Auf unsere Partei wurde zum Jahresanfang ein Angriff gestartet, den man keinesfalls als üblen Silvesterscherz abtun sollte! Es befindet sich nämlich seit vorgestern eine sogenannte „Erklärung des Politbüros der KPD/ML“ im Umlauf, die nicht von unserer Partei stammt !! Wir distanzieren uns hiermit in aller Schärfe vom parteifeindlichen Inhalt dieser „Erklärung“ und verurteilen dieses verbrecherische Vorgehen, mit dem man unsere Partei in der Öffentlichkeit in Misskredit zu bringen versucht hat. Normalerweise gehört so ein Mist in den nächsten Papierkorb, aber wir halten es für richtiger, die Öffentlichkeit darüber zu informieren, alle Genossinnen und Genossen aufzuklären, Stellung zu nehmen und den menschenverachtenden Inhalt zu brandmarken. Wir warnen hiermit alle Genossinnen und Genossen. Schützen wir unsere Partei des Genossen Ernst Aust vor diesem abscheulichen Betrugsmanöver und legen wir den Urhebern dieses Machwerks das Handwerk!
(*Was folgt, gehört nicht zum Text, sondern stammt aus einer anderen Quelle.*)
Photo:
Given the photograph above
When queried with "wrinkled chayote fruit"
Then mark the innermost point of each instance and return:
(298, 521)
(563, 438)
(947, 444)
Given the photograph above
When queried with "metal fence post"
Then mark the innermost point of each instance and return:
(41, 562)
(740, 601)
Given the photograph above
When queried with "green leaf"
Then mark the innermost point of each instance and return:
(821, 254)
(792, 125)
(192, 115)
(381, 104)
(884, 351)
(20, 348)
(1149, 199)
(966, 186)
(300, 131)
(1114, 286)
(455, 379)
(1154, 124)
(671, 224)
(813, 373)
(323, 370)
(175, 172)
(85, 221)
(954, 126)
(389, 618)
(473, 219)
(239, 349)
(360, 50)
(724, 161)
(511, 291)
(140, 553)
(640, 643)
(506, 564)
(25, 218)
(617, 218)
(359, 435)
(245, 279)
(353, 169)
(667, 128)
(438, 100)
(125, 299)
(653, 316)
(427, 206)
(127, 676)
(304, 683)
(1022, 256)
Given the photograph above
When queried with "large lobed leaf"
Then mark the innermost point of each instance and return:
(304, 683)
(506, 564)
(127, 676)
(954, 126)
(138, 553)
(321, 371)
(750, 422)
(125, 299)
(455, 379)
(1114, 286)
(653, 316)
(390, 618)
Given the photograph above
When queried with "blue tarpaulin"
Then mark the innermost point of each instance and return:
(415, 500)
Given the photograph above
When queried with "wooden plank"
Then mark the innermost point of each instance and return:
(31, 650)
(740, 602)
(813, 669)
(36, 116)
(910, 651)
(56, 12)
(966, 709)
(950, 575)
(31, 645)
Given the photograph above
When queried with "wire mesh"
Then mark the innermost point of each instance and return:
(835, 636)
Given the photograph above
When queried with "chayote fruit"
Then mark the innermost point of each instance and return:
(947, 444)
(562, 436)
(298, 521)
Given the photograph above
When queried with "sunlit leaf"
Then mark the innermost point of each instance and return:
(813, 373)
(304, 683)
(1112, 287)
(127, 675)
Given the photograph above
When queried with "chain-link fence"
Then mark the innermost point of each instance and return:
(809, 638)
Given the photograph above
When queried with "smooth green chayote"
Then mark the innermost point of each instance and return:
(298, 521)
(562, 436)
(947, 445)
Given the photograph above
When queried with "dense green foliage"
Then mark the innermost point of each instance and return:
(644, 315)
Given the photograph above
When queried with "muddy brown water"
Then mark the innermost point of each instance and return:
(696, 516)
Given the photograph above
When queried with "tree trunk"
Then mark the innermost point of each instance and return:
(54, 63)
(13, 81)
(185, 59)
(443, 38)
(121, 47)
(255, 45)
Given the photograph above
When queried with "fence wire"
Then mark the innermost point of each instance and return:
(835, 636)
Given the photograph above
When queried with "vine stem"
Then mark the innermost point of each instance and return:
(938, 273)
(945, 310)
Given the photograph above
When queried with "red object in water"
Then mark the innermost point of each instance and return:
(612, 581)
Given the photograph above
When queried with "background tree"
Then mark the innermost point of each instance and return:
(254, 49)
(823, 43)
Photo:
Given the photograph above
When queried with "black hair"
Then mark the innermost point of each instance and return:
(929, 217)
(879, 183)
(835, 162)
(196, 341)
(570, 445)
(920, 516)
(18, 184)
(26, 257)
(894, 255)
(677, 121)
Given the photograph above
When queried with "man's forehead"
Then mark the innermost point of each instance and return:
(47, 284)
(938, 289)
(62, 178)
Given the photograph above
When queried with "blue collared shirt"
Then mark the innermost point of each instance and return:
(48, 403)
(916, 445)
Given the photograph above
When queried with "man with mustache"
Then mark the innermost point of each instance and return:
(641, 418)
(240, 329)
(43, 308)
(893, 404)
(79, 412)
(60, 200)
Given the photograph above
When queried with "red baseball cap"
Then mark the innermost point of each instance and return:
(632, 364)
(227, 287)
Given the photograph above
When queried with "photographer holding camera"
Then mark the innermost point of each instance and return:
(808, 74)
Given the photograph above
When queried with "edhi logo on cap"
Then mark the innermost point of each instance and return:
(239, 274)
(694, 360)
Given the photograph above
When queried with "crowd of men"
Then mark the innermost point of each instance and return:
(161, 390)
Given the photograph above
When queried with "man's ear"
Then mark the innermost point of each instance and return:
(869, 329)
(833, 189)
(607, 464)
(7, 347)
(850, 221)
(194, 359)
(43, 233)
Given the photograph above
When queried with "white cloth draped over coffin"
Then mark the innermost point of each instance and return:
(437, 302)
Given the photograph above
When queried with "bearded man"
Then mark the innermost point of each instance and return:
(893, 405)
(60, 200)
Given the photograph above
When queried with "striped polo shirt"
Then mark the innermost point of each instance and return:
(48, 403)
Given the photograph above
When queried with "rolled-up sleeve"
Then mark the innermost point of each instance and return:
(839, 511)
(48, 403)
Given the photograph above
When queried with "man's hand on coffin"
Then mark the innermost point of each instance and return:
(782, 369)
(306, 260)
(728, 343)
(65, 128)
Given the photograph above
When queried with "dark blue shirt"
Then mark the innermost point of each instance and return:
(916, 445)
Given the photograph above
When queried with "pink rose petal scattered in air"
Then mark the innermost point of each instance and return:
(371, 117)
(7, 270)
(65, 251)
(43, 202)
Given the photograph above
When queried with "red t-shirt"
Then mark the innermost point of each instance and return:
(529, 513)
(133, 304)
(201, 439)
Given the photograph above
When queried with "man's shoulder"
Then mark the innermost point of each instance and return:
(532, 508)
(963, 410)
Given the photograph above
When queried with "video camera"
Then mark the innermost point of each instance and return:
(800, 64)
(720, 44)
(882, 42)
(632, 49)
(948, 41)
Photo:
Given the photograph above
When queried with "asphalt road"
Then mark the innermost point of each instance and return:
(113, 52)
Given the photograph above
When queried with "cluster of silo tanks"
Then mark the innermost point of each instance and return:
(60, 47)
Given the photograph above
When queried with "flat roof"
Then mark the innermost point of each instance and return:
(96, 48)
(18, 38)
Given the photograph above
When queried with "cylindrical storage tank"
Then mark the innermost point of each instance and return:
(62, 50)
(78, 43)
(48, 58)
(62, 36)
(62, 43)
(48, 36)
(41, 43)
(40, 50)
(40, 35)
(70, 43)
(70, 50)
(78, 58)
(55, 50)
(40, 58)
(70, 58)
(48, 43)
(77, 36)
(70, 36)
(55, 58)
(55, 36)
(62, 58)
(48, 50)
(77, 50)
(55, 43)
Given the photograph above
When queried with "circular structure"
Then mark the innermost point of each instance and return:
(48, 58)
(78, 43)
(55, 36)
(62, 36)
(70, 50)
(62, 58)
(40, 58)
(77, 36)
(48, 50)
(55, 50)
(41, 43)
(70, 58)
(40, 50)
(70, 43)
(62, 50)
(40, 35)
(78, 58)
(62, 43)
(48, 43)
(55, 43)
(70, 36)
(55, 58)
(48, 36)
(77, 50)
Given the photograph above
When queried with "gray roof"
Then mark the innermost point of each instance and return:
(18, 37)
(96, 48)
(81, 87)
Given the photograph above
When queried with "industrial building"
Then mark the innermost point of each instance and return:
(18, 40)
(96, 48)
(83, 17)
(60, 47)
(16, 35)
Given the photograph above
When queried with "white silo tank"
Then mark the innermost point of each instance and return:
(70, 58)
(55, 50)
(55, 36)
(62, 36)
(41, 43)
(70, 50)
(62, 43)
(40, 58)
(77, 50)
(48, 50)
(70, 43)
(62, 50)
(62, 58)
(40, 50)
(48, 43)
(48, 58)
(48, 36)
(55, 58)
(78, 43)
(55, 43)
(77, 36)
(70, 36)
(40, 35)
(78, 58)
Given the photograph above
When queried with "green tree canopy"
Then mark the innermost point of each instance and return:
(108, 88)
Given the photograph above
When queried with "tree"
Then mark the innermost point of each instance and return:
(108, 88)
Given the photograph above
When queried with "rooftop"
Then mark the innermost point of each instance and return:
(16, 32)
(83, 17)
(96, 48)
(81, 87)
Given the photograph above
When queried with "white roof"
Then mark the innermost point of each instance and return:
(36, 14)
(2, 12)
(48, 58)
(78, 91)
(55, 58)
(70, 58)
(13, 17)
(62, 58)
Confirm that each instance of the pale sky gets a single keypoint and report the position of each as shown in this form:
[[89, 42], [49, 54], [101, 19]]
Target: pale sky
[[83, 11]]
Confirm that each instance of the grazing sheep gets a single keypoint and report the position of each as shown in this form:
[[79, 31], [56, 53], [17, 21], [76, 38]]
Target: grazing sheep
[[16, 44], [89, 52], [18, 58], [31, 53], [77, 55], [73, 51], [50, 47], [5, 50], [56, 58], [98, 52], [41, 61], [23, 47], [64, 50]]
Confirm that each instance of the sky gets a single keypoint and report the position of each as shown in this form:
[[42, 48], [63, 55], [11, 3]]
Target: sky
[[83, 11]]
Es handelt sich vermutlich um das in den 70er Jahren ausgeschlossene Parteimitglied R. S., der noch bis vor knapp zwei Jahren verdeckt auf unsere Partei Einfluss zu nehmen versuchte. Wir berichteten über R. S. bereits in der Neujahrsgrußadresse 2005.
1. Unsere Partei hat zur Zeit weder ein Politbüro noch ein Zentralkomitee wegen Mangel an Parteimitglieder. Wir sind zur Zeit nur sehr wenig Genossen, die die Partei des Genossen Ernst Aust verteidigen und aufrechterhalten. Über unsere derzeitige Situation kann man Näheres in der Neujahrsgrußadresse 2005 erfahren. Jedenfalls wurde unser letztes Politbüro, das Anfang der 90er Jahre wegen Verkleinerung der Partei aufgelöst werden musste, vom Zentralkomitee des ordentlichen 7. Parteitags 1988/89 gewählt. Das Zentralkomitee des ordentlichen 7. Parteitags wurde durch die Spaltung der KPD/ML „Roter Stern“ liquidiert, übrig vom Zentralkomitee blieb der vom 7. ordentlichen Parteitag gewählte Parteivorsitzende, der die Partei bis zur Einberufung des 8. Parteitags solange führt. Es kann also rein formal von einer „Erklärung des Politbüros der KPD/ML“ überhaupt keine Rede sein.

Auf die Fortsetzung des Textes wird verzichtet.